The southerly whips around the station and in and out between the people on the platform, throwing dust into eyes, forcing those who were keeping back tears to bring out their handkerchiefs. Nola shivers against the cold and wishes she were home in front of the fire. Then, doesn’t. She expects when she is home, even when they have the fire blazing, she’ll feel the chill.

‘Come on, Jim.’ Frank waves over his brother, older by six minutes.

‘Righto.’ Jim takes his leave from Mike Dolan and his family.

It’s not so much Mike Jim’s interested in as his younger sister, thinks Nola.
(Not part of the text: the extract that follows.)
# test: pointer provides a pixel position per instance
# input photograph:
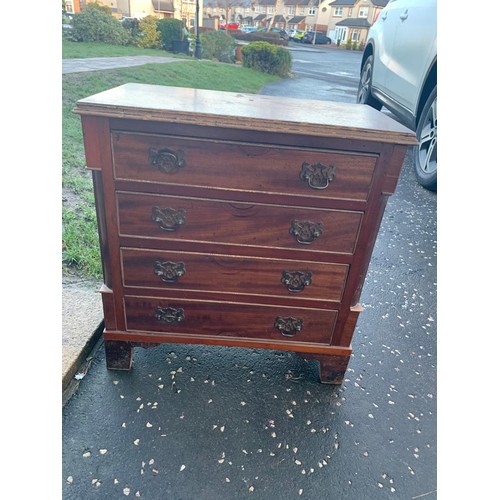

She wonders whether Gloria is the waiting kind. Whether Jim is.

Jim grabs their mother about her waist and presses his cheek to hers. Frank does the same so that she’s framed by two identical laughing faces. ‘Okay, sis.’

Their mother is momentarily so alive with pleasure a casual observer might not notice the shabbiness of her winter coat with its fur trim the worse for wear. It’s worn-out really, like its owner, although May only lets it show when she’s caught unawares. The way she did when the letter arrived from their father with no money and the news he might not get back from the old country till after the war. The way she did stoking the coal range the morning after the twins told her they’d enlisted. And then again after word came their regiment would be among the first to embark. As she will when Nola sets the table for dinner tonight and there are only the two places.

Nola peers into the viewfinder. It’s all a blur.

‘Suffering fantails, big sis is crying,’ announces Jim.

‘No blubbing allowed,’ says Frank, as if she’s nothing but a sentimental schoolgirl. ‘We’ll be back before you can say Jack Robinson.’

‘Frank and me, we’ll send those Jerries packing quick smart.’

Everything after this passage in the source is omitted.